A Roseville Middle School student leaned a tough lesson about lunchroom procedure, but was it too tough? He said he went hungry because there wasn't enough money in his lunch account.
13-year-old Nicholas Eckert was hungry studying hard in eighth grade class all morning, so when the lunch bell rang, he hit the cafeteria for a nice hot lunch that dad pays for, or at least dad thought he had paid for.
"They said that I couldn't get it because I didn't have money on my account and I owed money."
It turns out Eckert had only $0.15 in his hot lunch account. The lunch price is $2.75. Eckert was $2.60 short and his stomach was rumbling, so he sent a text to dad, who was at work.
"He just said they denied him lunch. He said, 'I need money,' but that was too late in the day for me to get him any money," said Fred Eckert. "I was never notified by the school. He just said that they said he couldn't have it."
Eckert told us he went hungry. Dad said he got an explanation from the principal.
"I talked with Principal Rice. Very good guy. He said it was school policy. He said if Nicholas would've went to him, he would've paid for it out of his pocket and then a parent would reimburse him or whatnot. He just said it's school policy. There's nothing he can do about it, but he did give me information, who to contact in the school."
We left a message late in the day for the Roseville district superintendent. We did not get a return call.
Fred Eckert said policy is important, but a hungry child should be more important.

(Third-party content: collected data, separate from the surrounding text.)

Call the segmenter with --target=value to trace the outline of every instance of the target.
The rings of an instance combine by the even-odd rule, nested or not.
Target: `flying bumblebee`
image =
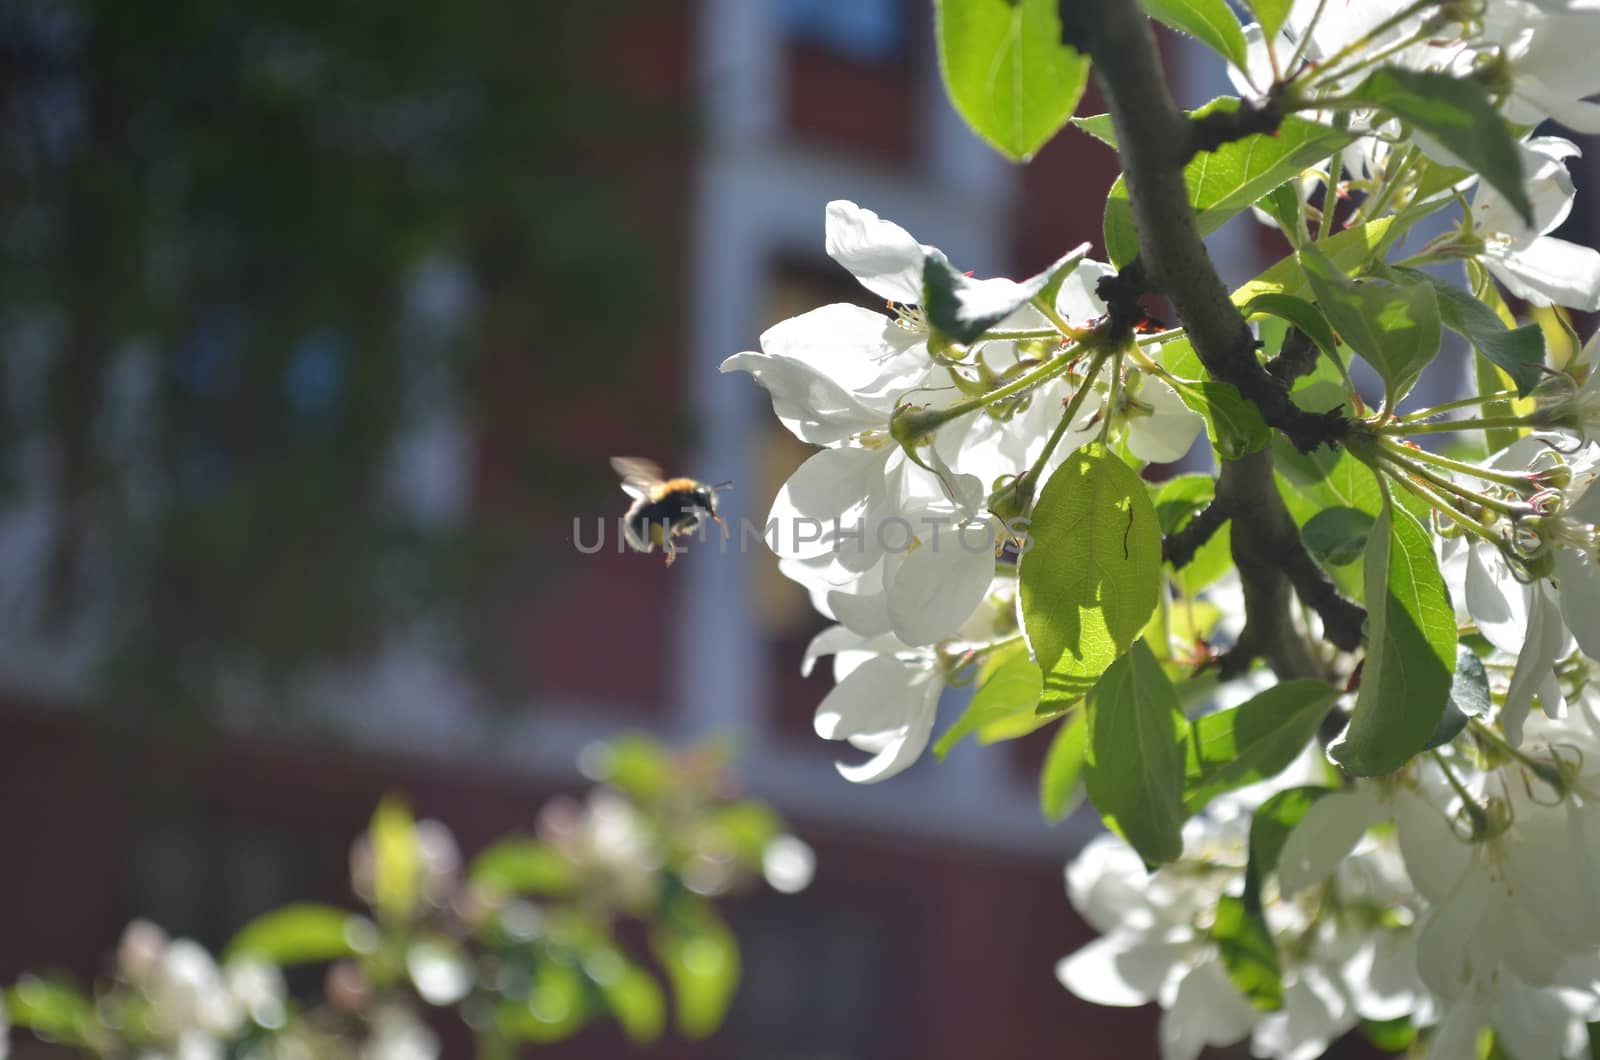
[[[622,491],[633,498],[622,520],[622,536],[631,548],[652,552],[660,545],[670,567],[682,551],[672,539],[694,533],[707,519],[728,539],[728,524],[717,514],[717,491],[732,483],[707,486],[692,478],[665,478],[655,464],[633,456],[614,456],[611,467],[622,476]]]

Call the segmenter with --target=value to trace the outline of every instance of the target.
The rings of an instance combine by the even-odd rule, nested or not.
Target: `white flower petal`
[[[768,547],[796,558],[871,547],[873,535],[864,520],[868,506],[883,493],[887,456],[856,446],[813,453],[773,498]],[[841,542],[840,534],[849,539]]]
[[[1177,391],[1154,376],[1147,376],[1140,384],[1138,400],[1153,411],[1146,416],[1128,417],[1128,449],[1152,464],[1183,459],[1205,429],[1205,419],[1185,405]]]
[[[1572,549],[1556,552],[1561,617],[1591,659],[1600,659],[1600,564]]]
[[[1232,1045],[1260,1018],[1222,966],[1204,961],[1183,977],[1172,1007],[1161,1014],[1162,1060],[1195,1060],[1208,1045]]]
[[[1600,251],[1592,247],[1540,236],[1525,247],[1491,244],[1483,263],[1512,294],[1534,305],[1600,309]]]
[[[859,647],[864,638],[853,629],[844,626],[829,626],[827,629],[811,638],[811,643],[806,645],[806,653],[800,660],[800,676],[810,677],[811,671],[816,667],[817,660],[824,655],[833,655],[848,648]]]
[[[1471,864],[1444,901],[1433,908],[1417,942],[1417,970],[1422,981],[1446,1001],[1461,997],[1470,988],[1475,971],[1472,951],[1484,927],[1492,887],[1481,854],[1481,848],[1473,850]]]
[[[887,429],[888,415],[863,404],[815,368],[788,357],[736,353],[724,372],[749,372],[770,395],[772,411],[803,442],[839,445],[873,428]]]
[[[761,352],[808,365],[857,396],[878,396],[926,375],[925,339],[882,313],[836,303],[774,324],[761,334]],[[889,403],[874,406],[887,411]]]
[[[907,644],[950,636],[983,602],[994,579],[995,530],[979,520],[958,530],[948,524],[926,536],[889,582],[889,623]]]
[[[1467,612],[1490,644],[1515,655],[1528,636],[1527,588],[1500,550],[1481,541],[1467,547]]]
[[[1389,804],[1406,874],[1424,898],[1442,901],[1467,871],[1472,849],[1456,838],[1444,814],[1421,795],[1402,789]]]
[[[928,737],[933,732],[940,688],[940,682],[924,682],[917,689],[922,693],[921,701],[912,705],[905,724],[890,732],[873,734],[875,738],[871,745],[865,743],[862,737],[850,737],[850,742],[855,746],[872,750],[873,757],[860,765],[834,763],[839,775],[852,784],[875,784],[915,764],[927,749]]]
[[[1278,855],[1278,886],[1298,894],[1333,875],[1379,820],[1378,800],[1360,788],[1324,795],[1294,826]]]
[[[1096,1005],[1145,1005],[1155,1000],[1183,949],[1138,935],[1105,935],[1057,961],[1056,978]]]
[[[844,199],[828,204],[827,218],[828,257],[879,298],[922,303],[922,262],[931,247],[918,243],[894,222]]]
[[[905,663],[879,655],[833,686],[817,707],[814,727],[824,740],[898,729],[914,713],[922,693],[922,688],[913,687],[913,674]]]

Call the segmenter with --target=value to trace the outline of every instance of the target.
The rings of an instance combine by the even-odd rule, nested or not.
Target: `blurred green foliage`
[[[477,422],[506,360],[615,378],[648,255],[595,145],[662,123],[596,60],[638,6],[0,8],[5,484],[52,512],[42,619],[97,619],[120,701],[281,684],[524,544],[419,524],[386,461],[429,403]],[[601,314],[609,363],[568,355]],[[530,420],[500,458],[531,493]]]
[[[453,1010],[482,1057],[603,1019],[651,1042],[669,1013],[679,1035],[704,1038],[739,978],[716,901],[763,876],[780,891],[805,887],[810,848],[769,807],[736,797],[722,748],[673,753],[626,737],[592,748],[585,768],[600,782],[585,801],[551,800],[533,834],[465,866],[442,824],[388,796],[351,850],[364,912],[284,906],[241,928],[220,964],[135,921],[90,991],[26,976],[0,992],[0,1014],[107,1058],[434,1056],[428,1008]],[[630,952],[640,938],[647,950]],[[326,968],[322,991],[292,996],[283,971],[306,965]],[[0,1055],[5,1041],[0,1020]]]

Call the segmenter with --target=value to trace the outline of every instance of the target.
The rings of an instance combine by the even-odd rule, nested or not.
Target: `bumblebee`
[[[622,520],[622,537],[635,551],[653,552],[660,545],[670,567],[682,551],[672,539],[694,533],[707,519],[722,527],[722,539],[728,539],[728,524],[717,514],[717,491],[732,483],[707,486],[692,478],[665,478],[655,464],[632,456],[612,457],[611,467],[622,476],[622,491],[633,498]]]

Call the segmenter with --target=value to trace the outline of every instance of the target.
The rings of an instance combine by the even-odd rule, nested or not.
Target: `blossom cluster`
[[[1297,764],[1249,788],[1218,793],[1181,776],[1190,815],[1181,855],[1152,856],[1159,843],[1135,835],[1122,812],[1130,804],[1113,813],[1091,786],[1117,834],[1091,842],[1067,877],[1102,937],[1063,960],[1060,978],[1102,1004],[1160,1004],[1168,1060],[1246,1038],[1256,1055],[1311,1060],[1358,1027],[1440,1058],[1481,1055],[1487,1035],[1520,1060],[1587,1055],[1586,1025],[1600,1019],[1600,694],[1591,684],[1600,659],[1600,339],[1576,352],[1570,329],[1565,340],[1560,333],[1566,310],[1600,310],[1600,251],[1553,235],[1572,211],[1567,166],[1579,152],[1533,132],[1547,119],[1600,132],[1590,98],[1600,94],[1600,66],[1589,61],[1600,8],[1248,6],[1277,17],[1270,33],[1243,27],[1245,55],[1231,70],[1240,106],[1297,115],[1297,135],[1309,135],[1309,121],[1332,130],[1335,146],[1256,200],[1258,220],[1294,253],[1235,302],[1259,322],[1263,356],[1287,349],[1283,321],[1320,349],[1312,378],[1290,377],[1293,400],[1347,417],[1342,451],[1283,446],[1287,456],[1274,460],[1305,547],[1339,592],[1367,608],[1365,654],[1319,643],[1326,616],[1309,601],[1291,613],[1290,635],[1308,645],[1306,665],[1336,702],[1333,720],[1350,714],[1345,734],[1324,748],[1327,734],[1319,740],[1312,725]],[[1422,113],[1427,92],[1448,95],[1453,83],[1496,111],[1479,112],[1482,120],[1503,119],[1509,130],[1493,166],[1463,134],[1470,122],[1430,126]],[[1109,129],[1096,121],[1085,127]],[[1505,161],[1513,155],[1514,165]],[[1189,190],[1204,194],[1193,180]],[[1420,248],[1395,251],[1419,221],[1452,214]],[[1366,256],[1330,264],[1346,232]],[[1183,458],[1202,431],[1223,459],[1265,447],[1270,432],[1262,424],[1249,433],[1255,413],[1208,381],[1182,321],[1130,333],[1126,317],[1116,319],[1105,300],[1120,280],[1110,265],[1079,253],[1026,281],[951,280],[959,274],[940,251],[848,202],[828,206],[825,245],[887,311],[814,310],[723,366],[750,373],[779,420],[820,447],[783,486],[772,517],[840,526],[936,516],[929,526],[1000,530],[999,547],[981,555],[938,530],[899,554],[842,548],[827,533],[775,548],[783,573],[835,623],[804,660],[809,671],[834,657],[816,731],[866,754],[840,764],[845,777],[882,780],[933,742],[941,693],[977,683],[968,715],[936,750],[986,725],[1003,738],[1064,718],[1052,761],[1065,749],[1061,775],[1076,778],[1084,741],[1100,737],[1084,736],[1081,724],[1066,734],[1092,709],[1090,685],[1112,671],[1102,662],[1063,679],[1052,669],[1059,645],[1045,657],[1038,630],[1054,619],[1047,605],[1030,612],[1006,529],[1032,516],[1039,533],[1041,486],[1093,447],[1143,474],[1170,543],[1205,507],[1209,483],[1161,485],[1164,473],[1149,465]],[[1442,265],[1464,266],[1466,288],[1419,271]],[[1502,288],[1548,309],[1545,326],[1515,327]],[[1269,323],[1274,316],[1282,320]],[[1442,328],[1473,347],[1478,392],[1405,411]],[[1383,377],[1381,403],[1352,380],[1352,353]],[[1131,534],[1139,507],[1097,517],[1114,511],[1120,529],[1126,512]],[[1070,528],[1094,532],[1088,522]],[[1139,612],[1149,621],[1107,658],[1127,659],[1137,639],[1165,684],[1204,670],[1240,635],[1227,545],[1201,538],[1199,547],[1210,550],[1204,560],[1195,553],[1184,569],[1164,571],[1157,606]],[[1363,555],[1364,572],[1346,568]],[[1080,601],[1079,619],[1099,607],[1098,598]],[[1042,683],[1019,679],[1022,692],[988,696],[986,681],[1003,683],[997,673],[1029,658]],[[1340,694],[1363,682],[1354,703]],[[1358,729],[1374,731],[1371,714],[1403,714],[1424,685],[1443,716],[1413,725],[1403,756],[1386,761],[1381,740],[1351,750]],[[1007,695],[1021,705],[1011,716],[996,709]],[[1189,718],[1179,724],[1191,736],[1201,715],[1222,713],[1203,691],[1183,706]],[[1169,753],[1155,744],[1145,763]],[[1179,774],[1205,770],[1181,753],[1166,761]],[[1155,798],[1128,797],[1147,798],[1132,805],[1140,811]]]
[[[935,336],[919,306],[924,265],[937,250],[843,201],[828,204],[826,248],[888,311],[812,310],[773,326],[759,352],[722,368],[750,373],[783,425],[823,447],[778,491],[769,523],[824,527],[814,541],[780,539],[774,551],[779,569],[838,623],[806,652],[808,673],[820,656],[834,656],[837,684],[817,710],[817,734],[869,752],[839,769],[876,781],[927,747],[950,660],[1019,636],[1011,612],[1024,521],[991,495],[1048,478],[1097,438],[1115,437],[1137,460],[1178,460],[1204,421],[1151,356],[1157,343],[1146,344],[1143,367],[1126,365],[1115,379],[1063,352],[1060,327],[1104,316],[1096,285],[1115,273],[1108,265],[1079,262],[1053,304],[1023,304],[980,349],[950,350],[930,347]],[[925,446],[905,446],[896,421],[908,412],[948,419]],[[924,532],[900,550],[862,532],[887,524]],[[961,547],[985,539],[1001,547]],[[1009,555],[1008,540],[1016,546]]]

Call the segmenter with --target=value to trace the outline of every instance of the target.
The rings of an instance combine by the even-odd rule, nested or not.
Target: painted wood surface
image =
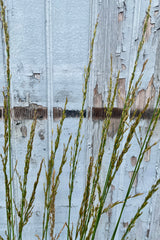
[[[99,25],[94,47],[94,60],[88,85],[86,102],[86,118],[82,134],[85,134],[73,194],[71,222],[77,221],[78,209],[85,184],[85,173],[91,154],[96,159],[100,144],[102,128],[101,110],[104,108],[108,94],[110,75],[110,55],[113,56],[113,76],[116,78],[120,70],[119,89],[122,98],[117,96],[116,109],[123,108],[123,98],[126,95],[128,82],[133,70],[138,43],[141,38],[145,12],[148,6],[146,0],[30,0],[6,1],[7,20],[11,47],[11,100],[12,100],[12,159],[18,160],[18,170],[23,175],[25,151],[29,138],[31,118],[34,108],[40,109],[37,122],[35,145],[33,149],[29,188],[36,178],[36,171],[42,158],[47,160],[50,153],[52,128],[56,134],[61,109],[68,97],[68,118],[65,120],[60,149],[56,156],[56,169],[59,166],[63,152],[63,143],[67,142],[69,134],[76,135],[78,113],[81,109],[83,69],[87,65],[89,46],[94,24],[99,14]],[[160,87],[160,2],[153,0],[150,21],[145,36],[145,44],[137,67],[136,78],[139,76],[142,64],[149,59],[140,91],[136,97],[135,108],[141,110],[147,97],[153,95],[150,111],[153,110],[155,99]],[[5,82],[5,52],[2,26],[0,32],[0,91]],[[3,106],[2,95],[0,105]],[[2,109],[2,108],[1,108]],[[92,111],[93,109],[93,111]],[[99,109],[99,110],[98,110]],[[3,109],[2,109],[3,110]],[[88,118],[88,113],[90,117]],[[98,114],[94,117],[94,111]],[[59,115],[58,115],[59,114]],[[91,117],[92,116],[92,117]],[[150,117],[150,116],[149,116]],[[54,119],[54,120],[53,120]],[[107,139],[101,185],[111,156],[114,137],[118,128],[119,118],[112,118]],[[149,118],[143,119],[137,130],[139,136],[144,136]],[[3,146],[3,114],[0,116],[0,148]],[[129,220],[140,206],[147,190],[160,177],[160,123],[158,123],[151,144],[158,144],[145,156],[138,177],[132,189],[132,194],[144,195],[129,200],[117,232],[116,240],[120,240]],[[55,135],[54,135],[55,136]],[[72,142],[73,144],[73,142]],[[125,189],[133,173],[139,146],[136,139],[132,141],[132,149],[127,153],[119,173],[112,185],[107,203],[123,200]],[[69,156],[68,156],[69,159]],[[56,232],[67,221],[68,213],[68,178],[69,161],[66,164],[56,200]],[[2,166],[0,165],[0,180],[3,182]],[[35,239],[35,234],[41,236],[43,214],[43,170],[37,190],[35,207],[30,224],[26,226],[23,239]],[[4,187],[0,187],[0,234],[4,236],[5,203]],[[18,181],[14,180],[14,197],[19,200]],[[158,191],[137,221],[129,240],[159,240],[160,239],[160,191]],[[120,212],[120,206],[102,216],[96,239],[110,239]],[[15,224],[18,224],[15,219]],[[60,239],[66,239],[66,230]]]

"I personally think any student that is in line for lunch and is part of the Roseville school district, if they're not on a free lunch program and they're paying for their lunches should be allowed at least a grace period of one lunch or whatnot, and the parents should be notified ahead of time if an account goes into either a low status or whatnot. Parents are busy nowadays and some things can slip our minds. We're only human."